Machine Learning Issue

This diagram I got it from elastic website : [https://www.elastic.co/guide/en/x-pack/current/ml-gs-forecast.html]

I have created my forecast based on my machine data. I wonder why with almost 4 weeks data which I have loaded but I’m not seeing a confidence prediction by looking at the shaded yellow area ? Even if you look at the shaded blue area which represents the bounds for the expected values is having a wide bound compared to the diagram above. Can anyone please advise on this ?

Hey @Karthigesu_Rajendran,

Looking at your results, this particular metric seems very noisy for this data. Consequently, the confidence interval is not very good.
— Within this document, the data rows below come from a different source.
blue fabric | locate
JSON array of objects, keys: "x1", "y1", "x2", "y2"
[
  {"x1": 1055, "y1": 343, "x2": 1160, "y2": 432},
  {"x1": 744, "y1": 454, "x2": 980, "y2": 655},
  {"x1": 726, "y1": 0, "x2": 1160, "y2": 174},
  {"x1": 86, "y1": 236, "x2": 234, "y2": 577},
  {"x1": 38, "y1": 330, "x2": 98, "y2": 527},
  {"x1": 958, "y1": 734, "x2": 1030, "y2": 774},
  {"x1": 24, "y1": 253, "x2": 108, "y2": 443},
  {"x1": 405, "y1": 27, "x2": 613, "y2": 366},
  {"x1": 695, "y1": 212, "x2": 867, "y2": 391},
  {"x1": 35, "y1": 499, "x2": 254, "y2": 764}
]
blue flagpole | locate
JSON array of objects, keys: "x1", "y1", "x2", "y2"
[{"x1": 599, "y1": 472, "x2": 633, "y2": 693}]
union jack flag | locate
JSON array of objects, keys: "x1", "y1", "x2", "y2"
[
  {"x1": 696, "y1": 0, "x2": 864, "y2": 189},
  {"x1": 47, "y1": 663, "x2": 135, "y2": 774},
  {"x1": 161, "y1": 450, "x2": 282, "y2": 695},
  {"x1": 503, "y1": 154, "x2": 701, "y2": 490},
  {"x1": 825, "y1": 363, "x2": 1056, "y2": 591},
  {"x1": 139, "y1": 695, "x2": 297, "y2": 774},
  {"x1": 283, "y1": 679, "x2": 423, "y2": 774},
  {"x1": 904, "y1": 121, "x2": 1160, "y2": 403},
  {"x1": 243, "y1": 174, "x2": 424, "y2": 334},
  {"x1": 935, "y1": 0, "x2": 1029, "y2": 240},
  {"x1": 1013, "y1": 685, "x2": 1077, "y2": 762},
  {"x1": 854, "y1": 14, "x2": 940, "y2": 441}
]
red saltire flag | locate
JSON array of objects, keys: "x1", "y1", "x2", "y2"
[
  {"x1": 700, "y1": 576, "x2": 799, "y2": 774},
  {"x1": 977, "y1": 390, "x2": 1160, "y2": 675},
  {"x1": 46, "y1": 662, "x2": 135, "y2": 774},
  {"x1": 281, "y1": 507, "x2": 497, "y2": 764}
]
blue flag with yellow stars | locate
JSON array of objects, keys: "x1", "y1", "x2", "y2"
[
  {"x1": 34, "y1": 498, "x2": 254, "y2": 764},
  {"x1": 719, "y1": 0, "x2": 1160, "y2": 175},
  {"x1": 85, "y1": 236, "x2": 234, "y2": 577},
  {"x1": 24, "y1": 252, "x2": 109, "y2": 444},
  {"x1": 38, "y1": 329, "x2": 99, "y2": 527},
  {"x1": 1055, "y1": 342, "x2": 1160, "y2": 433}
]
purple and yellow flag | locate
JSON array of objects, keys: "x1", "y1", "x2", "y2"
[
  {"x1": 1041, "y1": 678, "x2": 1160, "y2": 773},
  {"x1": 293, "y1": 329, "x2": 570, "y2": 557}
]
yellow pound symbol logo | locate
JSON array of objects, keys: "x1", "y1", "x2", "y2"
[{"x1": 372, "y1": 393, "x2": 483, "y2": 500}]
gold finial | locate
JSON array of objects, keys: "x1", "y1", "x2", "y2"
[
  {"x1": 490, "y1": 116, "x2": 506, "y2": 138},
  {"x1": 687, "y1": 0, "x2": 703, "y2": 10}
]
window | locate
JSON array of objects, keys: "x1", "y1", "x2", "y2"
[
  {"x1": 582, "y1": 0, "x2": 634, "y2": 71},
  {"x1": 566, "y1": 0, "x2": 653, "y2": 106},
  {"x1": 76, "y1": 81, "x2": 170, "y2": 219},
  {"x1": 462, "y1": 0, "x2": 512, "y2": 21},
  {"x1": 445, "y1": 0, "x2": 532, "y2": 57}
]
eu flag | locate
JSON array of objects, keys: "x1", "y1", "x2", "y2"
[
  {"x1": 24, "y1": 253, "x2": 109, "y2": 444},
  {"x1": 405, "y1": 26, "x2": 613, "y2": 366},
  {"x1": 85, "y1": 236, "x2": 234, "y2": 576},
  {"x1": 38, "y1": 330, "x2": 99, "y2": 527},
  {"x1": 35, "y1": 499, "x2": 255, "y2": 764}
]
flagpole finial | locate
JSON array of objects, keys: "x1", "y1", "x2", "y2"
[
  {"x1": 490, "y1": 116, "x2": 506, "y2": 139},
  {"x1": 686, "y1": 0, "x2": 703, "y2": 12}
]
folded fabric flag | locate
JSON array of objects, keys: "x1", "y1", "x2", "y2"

Even though the ML system abstracts many worries away, the old adage "garbage-in == garbage-out" still applies.

You should go back and look at your data and figure out what answers you are wanting from it.

  • Are you utilizing the correct metric (count, sum, avg, etc.) for what you want to know about your data?
  • Is there a way to clear out the noise with a query?
  • Are you using the correct buck_span given your data frequency?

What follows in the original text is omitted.